The mongrel chicken is a production of chance. Its ancestry represents everything available in the barn-yard of the neighborhood, and its offspring will be equally varied. In the pure breeds there has been a rigid selection practiced that gives uniform appearance. The size and shape requirements of the standard, although not based on the market demands, come much nearer producing an ideal carcass than does chance breeding. Ability to mature for the fall shows is a decidedly practical quality that the fancier breeds into his chickens. Moreover, poultry-breeders, while still keeping standard points in mind, have also made improvements in the lay and meat-producing qualities of their chickens. Considering these facts it is an erroneous idea to think that mongrel chickens offer any advantage over pure bred stock.

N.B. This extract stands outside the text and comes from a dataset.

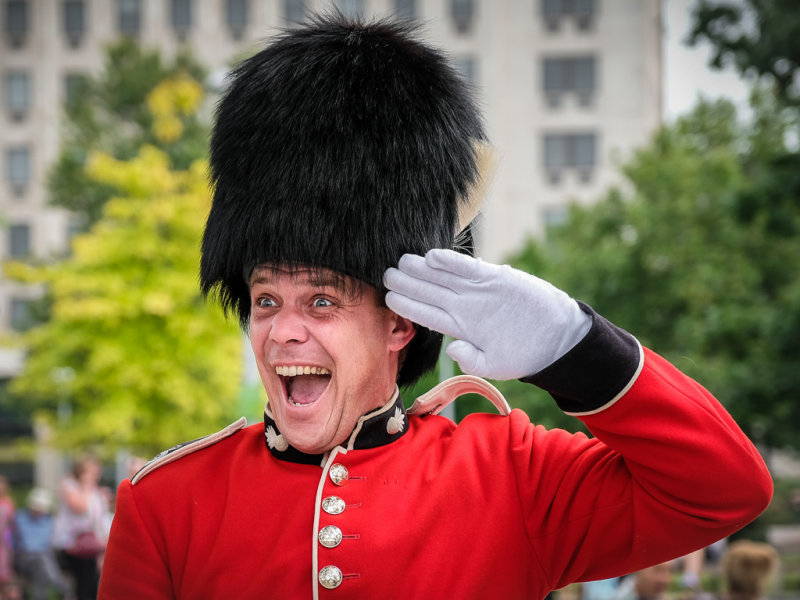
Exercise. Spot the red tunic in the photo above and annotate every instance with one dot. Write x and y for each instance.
(492, 508)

In the broader sense we may regard as pure-bred those animals that reproduce their shape, color, habits, or other distinctive qualities with uniformity. In order that we may get offspring like the parent and like each other we must have animals whose ancestors for many generations back have been of one type. The more generations of such uniformity, the more certain it will be that the young will possess similar quality.
One strain of chickens may be selected for uniform color of feathers, another for a certain size and shape, another for laying large eggs of a certain color, and yet another strain for being producers of many eggs. Each of these strains might be well-bred in these particular traits, but would be mongrels when the other considerations were taken into account.

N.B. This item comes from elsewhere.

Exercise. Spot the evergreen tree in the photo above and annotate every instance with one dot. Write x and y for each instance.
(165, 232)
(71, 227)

This explains to us why the family or strains is frequently more important than the breed. In fact, the whole series of breed classification is arbitrary. This is especially true of the American or mixed breeds. Humorously turned fanciers at the poultry show frequently have much sport trying to get other fanciers to tell White or Buff Rocks from Wyandottes, when the heads are hidden. From the dressed carcasses with feet and head removed, the finest set of poultry judges in the world would be hopelessly lost in a collection of Rocks, Wyandottes, Reds and Orpingtons and, I dare say, one could run in a few Langshans and Minorcas if it were not for their black pin feathers.
What Breed.
The writer has great admiration for breeding as an art. He would rather be the originator of a breed of green chickens with six toes, than to have been the author of “Afraid to Go Home in the Dark.” But I do want the novice who reads this book to be spared some of the mental throes usually indulged in over the selection of a breed.
So-called meat breeds, that is, the big feather legged Asiatics save on a few capon and roaster plants in New England, are really useless. They have given size to American chickens as a class, and in that have served a useful purpose, but standing alone they cannot compete with lighter, quick growing breeds.